Yesterday (as of the day this post was published) was a big day for our family. You may be seeing the title and thinking that it was our parent’s anniversary, but that’s not the case. It was an anniversary, all right-the anniversary of our coming to Juarez! That’s right: exactly one year from yesterday, my family drove into our garage, walked up the spiral staircase (which I still think is too fancy), unpacked, chose rooms, and began to explore the neighborhood. In some way or another, I wanted to celebrate that. So, I did whatever I do when something interesting happens: I think for about an hour, contemplating things like telling all the random strangers I meet and making a banner to hang on our front door, and, finally, I think of making a blog post.

But what, physically, should I write about? Should I transcribe the next chapter of my book? Should I put up a bunch of photos of me making goofy faces? How about this: A post where I tell everyone who’s reading this – everyone from Dallas, Lubbock, Falls Church, and maybe even some people from the future when I leave Ciudad Juarez, and wherever else I go next: Thank you. Thank you for supporting me when I’m down. Thank you for lifting me higher when I need it. Thank you for remembering me. Thank you for everything, and I want all of you to remember, no matter where I go – I will always remember you.

There’s really no good way to end this now, so I guess I’m just going to do it suddenly and surprisingly. Bye!

-Isaiah Calderon, The Roving Bison

Lights Out (Night One)

So, I was sitting in my room today thinking about how I could repay all of you guys for all the great support and comments, and I thought, “What about chapter 2 of my horror book? You know, the one with all the horror?” And I decided I’d put it off long enough. Part of me was saying, “No, do something else”, but I told that part of me, “Dude, it’s time. People are waiting.” So here you go:

WARNING

-=-=-=-=-=-=-=-=-=-=-=-

The passage you have can be fragmented at times, and it is not always clear what is going on. It is mysterious, as I intended, but a bit more mysterious than I wanted. I will edit it later, but keep in mind, this IS the first draft.

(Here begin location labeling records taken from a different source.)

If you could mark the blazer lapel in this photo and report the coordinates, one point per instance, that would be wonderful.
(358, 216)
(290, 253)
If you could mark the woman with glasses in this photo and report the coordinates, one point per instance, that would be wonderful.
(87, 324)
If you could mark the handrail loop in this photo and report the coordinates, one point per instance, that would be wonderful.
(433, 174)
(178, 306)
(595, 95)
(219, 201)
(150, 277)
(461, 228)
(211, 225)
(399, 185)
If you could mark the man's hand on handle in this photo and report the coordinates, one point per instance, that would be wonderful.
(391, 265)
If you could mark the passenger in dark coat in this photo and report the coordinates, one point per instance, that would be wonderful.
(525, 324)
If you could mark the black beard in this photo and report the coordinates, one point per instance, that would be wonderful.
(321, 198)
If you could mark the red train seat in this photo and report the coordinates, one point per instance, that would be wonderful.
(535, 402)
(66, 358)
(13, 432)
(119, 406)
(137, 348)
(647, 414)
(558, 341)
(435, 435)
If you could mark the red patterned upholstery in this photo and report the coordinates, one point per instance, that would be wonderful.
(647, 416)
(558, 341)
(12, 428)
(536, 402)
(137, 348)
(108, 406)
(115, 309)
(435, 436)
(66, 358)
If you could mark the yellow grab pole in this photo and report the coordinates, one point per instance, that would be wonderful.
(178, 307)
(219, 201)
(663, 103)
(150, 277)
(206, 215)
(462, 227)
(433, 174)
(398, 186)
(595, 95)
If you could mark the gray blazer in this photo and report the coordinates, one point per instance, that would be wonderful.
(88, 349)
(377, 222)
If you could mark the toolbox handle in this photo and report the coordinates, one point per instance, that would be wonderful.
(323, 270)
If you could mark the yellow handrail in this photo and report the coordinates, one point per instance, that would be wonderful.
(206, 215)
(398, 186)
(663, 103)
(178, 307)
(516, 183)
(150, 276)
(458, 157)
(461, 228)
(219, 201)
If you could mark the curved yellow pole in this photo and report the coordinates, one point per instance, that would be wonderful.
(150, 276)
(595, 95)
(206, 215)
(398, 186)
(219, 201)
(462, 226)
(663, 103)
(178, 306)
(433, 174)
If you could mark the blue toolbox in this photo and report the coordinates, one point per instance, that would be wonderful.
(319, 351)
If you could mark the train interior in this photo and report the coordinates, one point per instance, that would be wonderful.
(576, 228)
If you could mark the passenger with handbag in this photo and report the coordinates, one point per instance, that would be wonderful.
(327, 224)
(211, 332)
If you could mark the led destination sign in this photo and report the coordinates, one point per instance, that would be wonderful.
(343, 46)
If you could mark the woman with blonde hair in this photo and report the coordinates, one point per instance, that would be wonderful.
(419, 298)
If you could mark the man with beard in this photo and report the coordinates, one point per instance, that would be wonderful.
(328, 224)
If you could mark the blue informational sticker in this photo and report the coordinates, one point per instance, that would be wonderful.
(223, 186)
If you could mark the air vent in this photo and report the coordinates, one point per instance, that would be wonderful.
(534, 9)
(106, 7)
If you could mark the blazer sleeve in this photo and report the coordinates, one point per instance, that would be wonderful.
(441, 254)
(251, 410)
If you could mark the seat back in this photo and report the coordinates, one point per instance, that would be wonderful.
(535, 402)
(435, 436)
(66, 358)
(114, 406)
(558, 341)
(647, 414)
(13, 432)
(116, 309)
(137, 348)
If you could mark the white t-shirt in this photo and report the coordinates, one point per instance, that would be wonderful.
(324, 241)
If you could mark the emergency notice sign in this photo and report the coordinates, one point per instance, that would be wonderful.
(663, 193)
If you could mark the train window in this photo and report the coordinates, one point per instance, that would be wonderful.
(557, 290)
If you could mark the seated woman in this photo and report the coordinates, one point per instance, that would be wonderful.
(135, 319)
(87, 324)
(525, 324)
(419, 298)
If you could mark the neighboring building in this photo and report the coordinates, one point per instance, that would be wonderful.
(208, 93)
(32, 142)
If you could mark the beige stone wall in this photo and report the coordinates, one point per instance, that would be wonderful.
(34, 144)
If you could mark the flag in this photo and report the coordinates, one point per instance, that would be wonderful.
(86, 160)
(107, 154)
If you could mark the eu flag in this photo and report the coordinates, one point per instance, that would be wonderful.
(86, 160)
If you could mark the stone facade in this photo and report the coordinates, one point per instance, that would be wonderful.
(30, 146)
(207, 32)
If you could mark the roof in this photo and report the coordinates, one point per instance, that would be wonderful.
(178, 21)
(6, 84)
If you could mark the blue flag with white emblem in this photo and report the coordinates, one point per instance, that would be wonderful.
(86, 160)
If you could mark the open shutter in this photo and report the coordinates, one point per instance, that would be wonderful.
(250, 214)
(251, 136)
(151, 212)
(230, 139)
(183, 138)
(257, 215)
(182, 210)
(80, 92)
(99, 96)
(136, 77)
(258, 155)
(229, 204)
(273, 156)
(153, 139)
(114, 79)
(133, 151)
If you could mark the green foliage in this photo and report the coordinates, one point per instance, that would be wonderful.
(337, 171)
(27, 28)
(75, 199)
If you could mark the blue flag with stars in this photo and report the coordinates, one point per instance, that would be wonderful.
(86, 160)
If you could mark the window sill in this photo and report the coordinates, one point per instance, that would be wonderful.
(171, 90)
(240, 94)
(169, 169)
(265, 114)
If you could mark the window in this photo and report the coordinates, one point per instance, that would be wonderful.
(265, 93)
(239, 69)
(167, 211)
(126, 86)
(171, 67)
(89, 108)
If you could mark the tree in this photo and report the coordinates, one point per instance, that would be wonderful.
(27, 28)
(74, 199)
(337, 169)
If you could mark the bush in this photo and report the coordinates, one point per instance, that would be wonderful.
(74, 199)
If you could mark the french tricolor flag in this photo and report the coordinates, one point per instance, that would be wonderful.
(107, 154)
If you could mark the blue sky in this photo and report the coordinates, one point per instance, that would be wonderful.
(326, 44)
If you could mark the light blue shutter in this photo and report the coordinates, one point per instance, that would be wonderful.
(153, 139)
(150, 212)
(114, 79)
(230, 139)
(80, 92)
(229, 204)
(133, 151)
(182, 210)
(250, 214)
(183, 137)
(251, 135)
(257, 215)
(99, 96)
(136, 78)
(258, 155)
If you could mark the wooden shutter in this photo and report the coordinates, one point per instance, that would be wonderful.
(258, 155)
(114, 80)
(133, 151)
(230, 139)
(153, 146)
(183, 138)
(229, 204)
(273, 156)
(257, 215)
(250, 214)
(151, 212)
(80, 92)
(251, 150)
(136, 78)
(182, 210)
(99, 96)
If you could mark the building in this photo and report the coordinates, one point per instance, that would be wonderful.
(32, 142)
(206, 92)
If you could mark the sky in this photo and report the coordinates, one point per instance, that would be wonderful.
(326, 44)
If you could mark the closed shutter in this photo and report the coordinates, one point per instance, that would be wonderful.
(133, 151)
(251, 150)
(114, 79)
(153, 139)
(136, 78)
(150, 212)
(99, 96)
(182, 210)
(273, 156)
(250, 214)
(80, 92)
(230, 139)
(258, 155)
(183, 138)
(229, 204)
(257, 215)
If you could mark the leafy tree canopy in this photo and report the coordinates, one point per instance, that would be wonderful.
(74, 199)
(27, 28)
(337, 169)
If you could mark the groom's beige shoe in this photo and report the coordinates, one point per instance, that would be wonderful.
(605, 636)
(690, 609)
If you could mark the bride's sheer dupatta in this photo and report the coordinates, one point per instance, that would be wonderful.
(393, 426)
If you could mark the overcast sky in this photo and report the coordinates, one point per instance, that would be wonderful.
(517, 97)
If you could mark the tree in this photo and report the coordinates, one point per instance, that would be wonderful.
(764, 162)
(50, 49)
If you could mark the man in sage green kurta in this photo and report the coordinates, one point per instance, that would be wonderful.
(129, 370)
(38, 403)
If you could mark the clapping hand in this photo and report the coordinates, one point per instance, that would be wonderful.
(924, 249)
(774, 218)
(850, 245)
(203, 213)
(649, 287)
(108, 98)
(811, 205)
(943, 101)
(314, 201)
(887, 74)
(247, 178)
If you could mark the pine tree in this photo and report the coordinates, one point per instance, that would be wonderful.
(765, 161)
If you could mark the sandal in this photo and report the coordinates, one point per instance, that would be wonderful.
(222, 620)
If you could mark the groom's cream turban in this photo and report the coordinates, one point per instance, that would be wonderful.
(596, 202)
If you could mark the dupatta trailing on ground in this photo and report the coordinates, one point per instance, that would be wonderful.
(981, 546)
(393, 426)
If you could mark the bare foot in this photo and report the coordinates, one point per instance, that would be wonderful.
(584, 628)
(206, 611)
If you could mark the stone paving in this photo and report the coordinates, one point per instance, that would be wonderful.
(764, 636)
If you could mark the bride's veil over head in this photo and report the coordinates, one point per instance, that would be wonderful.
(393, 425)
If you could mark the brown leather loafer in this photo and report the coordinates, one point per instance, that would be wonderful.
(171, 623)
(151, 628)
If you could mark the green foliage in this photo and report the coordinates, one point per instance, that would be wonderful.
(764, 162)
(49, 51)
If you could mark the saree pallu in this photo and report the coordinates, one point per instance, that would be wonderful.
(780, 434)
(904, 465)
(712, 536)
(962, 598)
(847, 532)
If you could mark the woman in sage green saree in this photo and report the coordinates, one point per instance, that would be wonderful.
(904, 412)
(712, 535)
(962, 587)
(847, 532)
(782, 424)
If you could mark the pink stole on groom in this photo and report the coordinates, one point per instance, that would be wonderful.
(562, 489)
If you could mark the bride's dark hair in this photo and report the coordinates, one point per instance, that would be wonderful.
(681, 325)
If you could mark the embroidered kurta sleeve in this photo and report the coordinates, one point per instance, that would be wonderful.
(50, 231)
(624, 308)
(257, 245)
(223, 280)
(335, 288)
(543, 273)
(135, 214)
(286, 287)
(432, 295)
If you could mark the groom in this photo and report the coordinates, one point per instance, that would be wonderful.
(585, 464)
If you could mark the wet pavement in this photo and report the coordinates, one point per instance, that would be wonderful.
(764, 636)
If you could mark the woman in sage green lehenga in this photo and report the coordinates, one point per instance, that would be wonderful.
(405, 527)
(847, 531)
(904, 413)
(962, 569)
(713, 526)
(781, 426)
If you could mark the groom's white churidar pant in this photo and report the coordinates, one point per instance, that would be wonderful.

   It’s dark. Everything’s dark. Not in the way that it was this afternoon, but normal dark. And it still scares me. Ever since that time my brother locked me in out broom closet, which is filled with things that seem like monsters with the lights out, I have had an irrational fear of the dark. Irrational it may be, but to this day, the dark is still my worst fear.

   Slowly, gradually, the blackness around me begins to fade into something viewable. I know that I’m dreaming, but, waiting for the scene around me to become clear, I desperately want to wake up.

   Then I’m seized with a feeling of glee. Not mine, I know that for sure. The part of me inside is scared to death. The setting around me has finally clarified. I’m standing in the road outside my house. Everything’s dark  and no one’s around, so I decide it must be night.

   Before I can have another thought, I begin to glide uncontrollably to the left. Apparently, the dream has ideas of its own about where I am to go.

   I go past the Brown’s, with the pink color scheme and perfectly ordered rosebeds, the Jones’ house with their dog sleeping in the front yard, and finally the Colette’s, with their odd modern house and a “Family” rock out front, and out of the neighborhood.

   I glide left, right, right again, and at the crossing between Windomere and Jefferson,, I hear a peculiar noise. It sounds like crying – many voices crying, echoey and from far away.

   As the feeling of glee intensifies, and the noises grow louder, I begin to glide faster, and at the same time, my vision begins to fade in a reverse version of how the dream started. The glee turns into anger as my view darkens. I begin to glide faster, and faster still, and as my vision disappears altogether, the crying turns subtly into an incomprehensible, yet sad song. . .

DARKNESS

   See? told you things with this chapter went a little wrong. Well, that’s what first drafts are for.